Thus, in the proposed approach, we group the sequences with the same length together to form a batch. In this way, we train a model for the whole data but with different batches, where each batch represents a specific trajectory length. For example, assume trajectories of the following lengths (1–30 denotes that the trajectory number 1 has length 30): 1–30, 2–32, 3–32, 4–32, 5–34, 6–34, 7–34, and 8–34. Then, the following batches are formed: \(\{1\}, \{2,3,4\}, \{5,6,7,8\}\). If one propagation through the model takes 1 unit of time, then training the model with these batches would take 3 units of time, compared to 8 units of time with the one-by-one trajectory processing approach. The next steps depend on the architecture of the generative model, to be studied later.

Trajectory Generation Framework

To model and generate scenarios of trajectories with different lengths, we develop and propose two methods: (i) An architecture based on combined Recurrent Autoencoder with GANs, where to obviate the variable length issue, the GAN is trained to learn/generate the hidden representation of original trajectories, instead of the original sequential data. (ii) A Recurrent Conditional GANs (RC-GAN) architecture that enables us to generate driving sequences with pre-specified length, which is a desirable and useful feature when generating test cases for AD verification. In the following, we explain on each of the two methods in detail.

The Architecture: Autoencoder with GANs (AE-GAN)
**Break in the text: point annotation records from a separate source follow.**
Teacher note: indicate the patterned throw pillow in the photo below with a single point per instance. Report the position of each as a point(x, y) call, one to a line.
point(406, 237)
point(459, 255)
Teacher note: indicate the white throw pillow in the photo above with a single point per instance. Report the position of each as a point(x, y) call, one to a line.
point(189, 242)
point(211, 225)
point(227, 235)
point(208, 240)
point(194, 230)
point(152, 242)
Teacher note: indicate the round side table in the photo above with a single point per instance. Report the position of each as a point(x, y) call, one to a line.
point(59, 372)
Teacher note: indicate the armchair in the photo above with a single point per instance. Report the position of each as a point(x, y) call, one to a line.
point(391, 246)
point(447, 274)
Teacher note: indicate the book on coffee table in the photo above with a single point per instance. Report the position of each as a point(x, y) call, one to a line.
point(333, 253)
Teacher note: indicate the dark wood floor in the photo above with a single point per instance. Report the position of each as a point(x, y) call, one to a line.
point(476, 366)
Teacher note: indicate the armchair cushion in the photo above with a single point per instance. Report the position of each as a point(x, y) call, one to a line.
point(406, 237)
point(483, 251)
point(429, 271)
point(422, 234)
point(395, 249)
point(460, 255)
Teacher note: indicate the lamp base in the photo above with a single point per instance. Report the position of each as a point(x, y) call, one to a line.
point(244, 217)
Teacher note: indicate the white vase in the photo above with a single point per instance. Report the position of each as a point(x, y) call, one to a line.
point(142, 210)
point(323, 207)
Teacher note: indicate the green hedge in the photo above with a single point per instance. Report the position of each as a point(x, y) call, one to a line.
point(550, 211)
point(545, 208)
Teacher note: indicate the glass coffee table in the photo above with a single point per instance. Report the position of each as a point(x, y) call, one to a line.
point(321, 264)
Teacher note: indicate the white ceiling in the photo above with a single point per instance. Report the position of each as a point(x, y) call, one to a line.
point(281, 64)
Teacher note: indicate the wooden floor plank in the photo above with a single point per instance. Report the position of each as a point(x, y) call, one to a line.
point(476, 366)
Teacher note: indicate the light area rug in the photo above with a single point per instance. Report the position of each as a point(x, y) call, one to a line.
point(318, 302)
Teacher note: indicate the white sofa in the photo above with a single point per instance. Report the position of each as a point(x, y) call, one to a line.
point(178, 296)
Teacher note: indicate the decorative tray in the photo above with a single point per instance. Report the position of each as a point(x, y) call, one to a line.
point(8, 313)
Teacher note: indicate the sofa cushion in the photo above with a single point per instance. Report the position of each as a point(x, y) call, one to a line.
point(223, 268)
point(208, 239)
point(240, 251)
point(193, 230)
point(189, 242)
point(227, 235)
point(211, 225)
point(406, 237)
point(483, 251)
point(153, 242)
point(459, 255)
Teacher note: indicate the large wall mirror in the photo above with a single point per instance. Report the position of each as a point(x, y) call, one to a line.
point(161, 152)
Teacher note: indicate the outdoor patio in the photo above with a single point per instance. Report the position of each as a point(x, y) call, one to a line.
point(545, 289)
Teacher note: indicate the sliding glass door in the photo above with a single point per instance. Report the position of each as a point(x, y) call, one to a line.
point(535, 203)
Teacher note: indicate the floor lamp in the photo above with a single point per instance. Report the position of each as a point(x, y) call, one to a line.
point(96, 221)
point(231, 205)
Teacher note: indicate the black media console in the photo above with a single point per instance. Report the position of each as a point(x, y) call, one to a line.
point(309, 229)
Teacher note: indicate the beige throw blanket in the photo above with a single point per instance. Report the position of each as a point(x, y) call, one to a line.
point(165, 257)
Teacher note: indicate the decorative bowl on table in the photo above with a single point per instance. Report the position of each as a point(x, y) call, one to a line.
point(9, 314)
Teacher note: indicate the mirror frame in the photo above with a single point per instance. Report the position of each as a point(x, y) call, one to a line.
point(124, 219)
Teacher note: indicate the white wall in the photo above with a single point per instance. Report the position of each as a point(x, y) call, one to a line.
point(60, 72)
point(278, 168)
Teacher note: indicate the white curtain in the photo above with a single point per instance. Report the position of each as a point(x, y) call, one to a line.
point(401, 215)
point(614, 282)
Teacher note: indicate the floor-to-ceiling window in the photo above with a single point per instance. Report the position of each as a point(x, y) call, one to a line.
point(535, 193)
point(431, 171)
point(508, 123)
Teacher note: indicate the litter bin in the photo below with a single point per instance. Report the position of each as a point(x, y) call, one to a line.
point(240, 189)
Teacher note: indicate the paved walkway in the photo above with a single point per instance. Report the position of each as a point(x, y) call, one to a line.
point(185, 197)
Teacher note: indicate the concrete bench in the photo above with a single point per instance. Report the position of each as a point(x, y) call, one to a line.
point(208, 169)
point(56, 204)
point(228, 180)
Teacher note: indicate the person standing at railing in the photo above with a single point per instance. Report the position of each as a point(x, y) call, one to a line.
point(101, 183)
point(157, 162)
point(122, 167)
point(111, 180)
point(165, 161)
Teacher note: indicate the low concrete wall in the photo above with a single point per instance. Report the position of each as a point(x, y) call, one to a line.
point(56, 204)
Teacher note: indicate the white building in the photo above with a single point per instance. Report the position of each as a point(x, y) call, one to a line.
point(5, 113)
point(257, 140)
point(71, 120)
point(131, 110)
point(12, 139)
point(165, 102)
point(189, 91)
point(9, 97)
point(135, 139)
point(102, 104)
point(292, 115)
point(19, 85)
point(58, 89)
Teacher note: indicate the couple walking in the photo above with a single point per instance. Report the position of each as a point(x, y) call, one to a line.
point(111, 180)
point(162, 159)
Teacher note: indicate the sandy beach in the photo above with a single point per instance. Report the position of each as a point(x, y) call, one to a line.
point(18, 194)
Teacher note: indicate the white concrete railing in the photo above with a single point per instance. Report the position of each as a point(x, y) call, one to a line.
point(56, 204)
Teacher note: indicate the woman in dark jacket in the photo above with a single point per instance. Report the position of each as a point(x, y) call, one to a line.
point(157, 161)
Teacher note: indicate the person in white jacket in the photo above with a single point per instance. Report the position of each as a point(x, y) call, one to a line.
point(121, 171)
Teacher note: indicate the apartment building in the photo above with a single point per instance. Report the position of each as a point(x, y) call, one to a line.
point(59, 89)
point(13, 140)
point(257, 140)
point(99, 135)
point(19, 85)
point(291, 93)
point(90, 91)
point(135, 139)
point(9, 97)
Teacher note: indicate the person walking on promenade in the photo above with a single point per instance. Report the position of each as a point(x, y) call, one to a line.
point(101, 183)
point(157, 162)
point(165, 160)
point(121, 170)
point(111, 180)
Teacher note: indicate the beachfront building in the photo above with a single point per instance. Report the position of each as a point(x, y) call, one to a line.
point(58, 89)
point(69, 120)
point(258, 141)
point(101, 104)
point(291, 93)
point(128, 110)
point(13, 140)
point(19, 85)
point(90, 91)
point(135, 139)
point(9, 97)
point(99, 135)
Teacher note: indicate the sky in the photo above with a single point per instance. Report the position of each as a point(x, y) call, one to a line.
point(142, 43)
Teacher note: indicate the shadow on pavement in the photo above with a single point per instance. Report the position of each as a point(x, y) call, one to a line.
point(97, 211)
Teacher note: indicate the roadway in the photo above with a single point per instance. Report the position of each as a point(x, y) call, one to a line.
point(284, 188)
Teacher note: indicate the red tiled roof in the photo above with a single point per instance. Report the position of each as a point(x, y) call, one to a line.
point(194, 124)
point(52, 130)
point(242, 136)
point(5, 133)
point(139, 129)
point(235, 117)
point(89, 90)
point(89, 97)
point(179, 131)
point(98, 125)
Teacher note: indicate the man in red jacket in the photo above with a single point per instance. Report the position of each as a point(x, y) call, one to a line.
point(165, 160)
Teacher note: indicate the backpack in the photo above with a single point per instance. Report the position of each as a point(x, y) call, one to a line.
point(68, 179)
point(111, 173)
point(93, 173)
This solution is based on the architecture proposed for text generation in [9]. It consists of an autoencoder for time series as shown in Fig. 3 and GAN for latent space representation and data generation.

Fig. 3
figure 3

Schematic structure of recurrent autoencoder

We adapt and extend this architecture to deal with variable-length input/output. It is essential to know the length of the sequence to bring it back from the latent-space representation. During the autoencoder training, the length is known from the input, but for the artificial latent-space vectors generated by GANs it is necessary to estimate the length of the trajectory. We address this issue by training a separate feed-forward neural network to estimate the lengths based on the latent space representation.

Fig. 4
figure 4

Structure of the decoder part of the autoencoder combined with a Length Estimator to reconstruct trajectories from latent space representation

Hence, once the autoencoder is trained, all trajectories are encoded to the latent space using the encoder. During this process, the length of each trajectory is stored. Thus, two sets are created: X: the set of latent representations, and Y: the set of the lengths for each trajectory. With these sets, the task of length estimation from latent space can be considered a supervised regression task which can be solved using a feed-forward neural network, as shown in Fig. 4.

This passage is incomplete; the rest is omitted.